Full Coverage: A History of Rock Journalism in Australia
- Author: Samuel J. Fell
- Language: English
- Subject: Australia music journalism
- Genre: Non-fiction
- Publisher: Monash University Publishing
- Publication date: 1 September 2023
- Publication place: Australia
- Pages: 352 pp
- ISBN: 978-1-92-263393-4

= Full Coverage =

2023 book by Samuel J. Fell

Full Coverage: A History of Rock Journalism in Australia is a book of non-fiction by Samuel J. Fell published in 2023. It documents the rise of Australia's music journalism as published in Australian music magazines such as Go-Set, Juke Magazine, and the music street press.

Excerpts were published by Guardian Australia, The Australian, and Rhythms Magazine.

== Reception ==
David Nichols for The Conversation, wrote the book is the first history of Australia’s rock press, and noted there were things included they had "gained a new historical understanding of", but felt that Fell had also left out important aspects, such as the connection between the music presses and TV.

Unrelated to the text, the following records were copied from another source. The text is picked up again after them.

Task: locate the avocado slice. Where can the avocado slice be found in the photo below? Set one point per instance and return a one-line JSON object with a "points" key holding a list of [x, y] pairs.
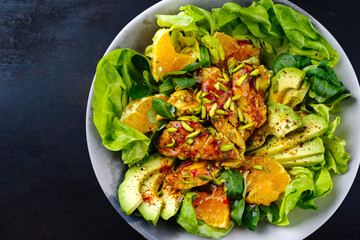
{"points": [[285, 80], [313, 126], [172, 201], [295, 96], [305, 162], [281, 119], [309, 148], [129, 190], [151, 207]]}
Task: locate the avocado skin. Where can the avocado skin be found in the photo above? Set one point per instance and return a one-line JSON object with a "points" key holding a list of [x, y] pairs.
{"points": [[129, 190], [313, 126], [286, 79]]}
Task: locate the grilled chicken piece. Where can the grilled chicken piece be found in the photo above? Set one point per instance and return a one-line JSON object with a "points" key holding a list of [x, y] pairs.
{"points": [[192, 174], [239, 50], [218, 93], [184, 101], [202, 146], [251, 101]]}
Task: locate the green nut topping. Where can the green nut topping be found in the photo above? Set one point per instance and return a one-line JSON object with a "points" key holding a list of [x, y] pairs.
{"points": [[221, 112], [238, 68], [205, 177], [212, 110], [227, 147], [205, 100], [227, 103], [203, 112], [255, 72], [190, 141], [194, 134], [172, 144], [241, 80], [186, 126], [171, 129]]}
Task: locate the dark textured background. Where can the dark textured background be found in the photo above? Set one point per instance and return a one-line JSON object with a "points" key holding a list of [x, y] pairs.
{"points": [[48, 54]]}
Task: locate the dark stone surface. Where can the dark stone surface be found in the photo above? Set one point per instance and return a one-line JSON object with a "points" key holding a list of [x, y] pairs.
{"points": [[48, 54]]}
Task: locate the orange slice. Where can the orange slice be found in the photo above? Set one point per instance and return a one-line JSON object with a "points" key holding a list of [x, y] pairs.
{"points": [[165, 59], [213, 208], [266, 181], [135, 113]]}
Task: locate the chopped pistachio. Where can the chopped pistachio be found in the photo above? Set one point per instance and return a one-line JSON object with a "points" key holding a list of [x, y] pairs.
{"points": [[246, 126], [187, 182], [204, 94], [221, 112], [171, 129], [190, 141], [236, 97], [227, 147], [194, 118], [226, 77], [205, 100], [186, 126], [227, 103], [222, 87], [255, 72], [203, 112], [194, 134], [232, 107], [258, 167], [238, 68], [212, 110], [257, 84], [184, 118], [241, 116], [205, 177], [214, 94], [198, 94], [212, 131], [241, 80], [172, 144]]}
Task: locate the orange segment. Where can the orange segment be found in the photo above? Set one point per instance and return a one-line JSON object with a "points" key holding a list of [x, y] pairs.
{"points": [[213, 208], [265, 186], [165, 58], [239, 50]]}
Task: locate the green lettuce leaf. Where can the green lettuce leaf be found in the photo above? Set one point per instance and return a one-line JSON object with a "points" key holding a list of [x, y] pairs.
{"points": [[187, 219], [304, 39], [335, 154], [116, 73], [302, 191]]}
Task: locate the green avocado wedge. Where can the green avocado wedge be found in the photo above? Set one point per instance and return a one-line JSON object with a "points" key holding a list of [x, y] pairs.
{"points": [[129, 190], [152, 205], [313, 126], [309, 148]]}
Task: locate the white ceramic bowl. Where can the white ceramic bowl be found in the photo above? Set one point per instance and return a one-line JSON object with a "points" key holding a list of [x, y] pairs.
{"points": [[110, 171]]}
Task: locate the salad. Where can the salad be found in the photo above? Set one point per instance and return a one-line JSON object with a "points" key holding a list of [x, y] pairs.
{"points": [[227, 118]]}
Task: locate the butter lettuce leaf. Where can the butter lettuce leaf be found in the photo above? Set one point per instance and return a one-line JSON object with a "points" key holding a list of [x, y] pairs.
{"points": [[302, 191], [187, 219], [304, 39], [335, 154], [116, 73]]}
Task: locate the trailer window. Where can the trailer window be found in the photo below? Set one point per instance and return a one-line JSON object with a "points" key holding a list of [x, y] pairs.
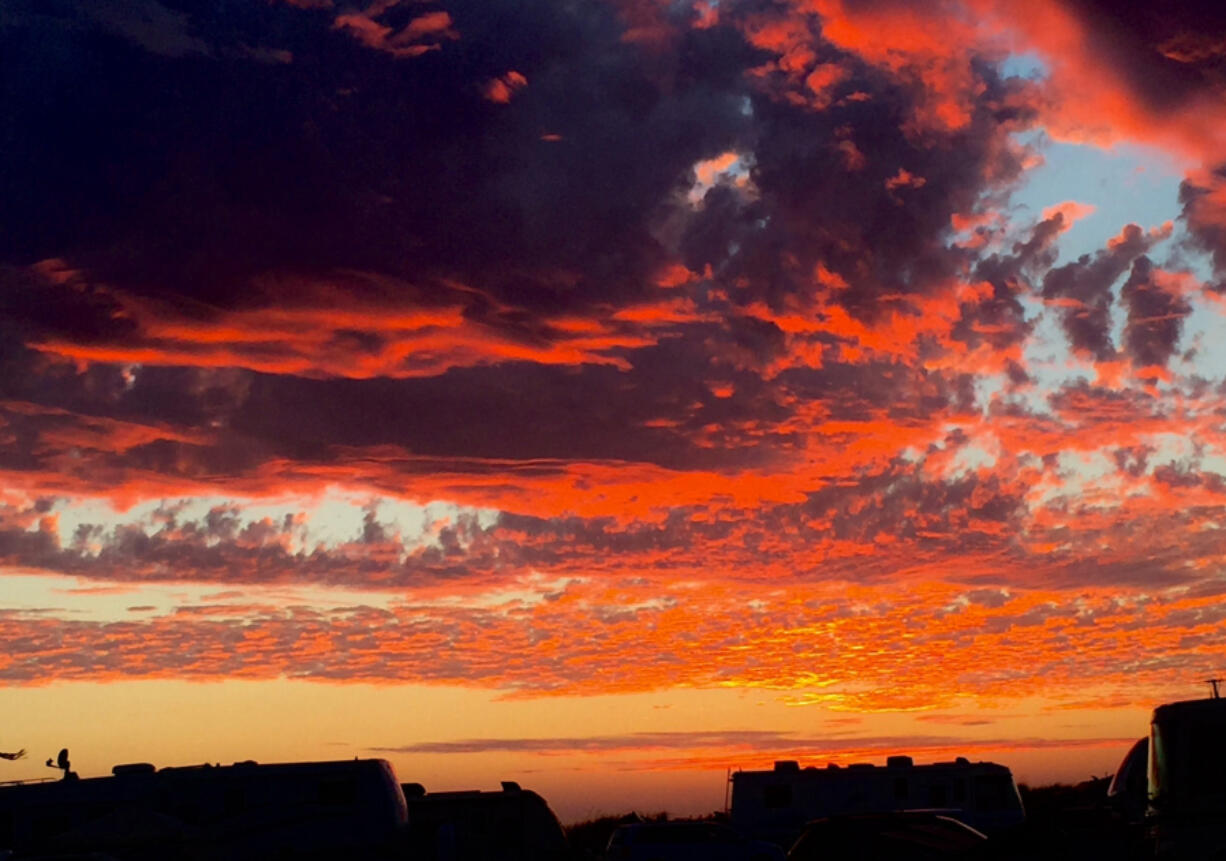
{"points": [[992, 791], [779, 795]]}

John Shand for The Sydney Morning Herald wrote, "the book becomes primarily a history of the birth pains and death throes" as it "concentrates on a thorough timeline of the rock periodicals: when and where they started and stopped, who edited them and who wrote for them." Shand wrote the book could have been improved by an index, or photos and samples of the journalism discussed, but he found the book engaging and was glad the history and publications have been documented.

Richie Black for ArtsHub wrote the book was a "breezy yet evocative read" as it explored the impact of evolving technologies from off-set printing to Facebook. Anthony Morris for Books+Publishing wrote, "It’s a must-read for anyone interested in a nuts-and-bolts history of the Australian music scene, detailing an often-overlooked side of the business that was essential in building and maintaining a local industry that today has changed beyond all recognition."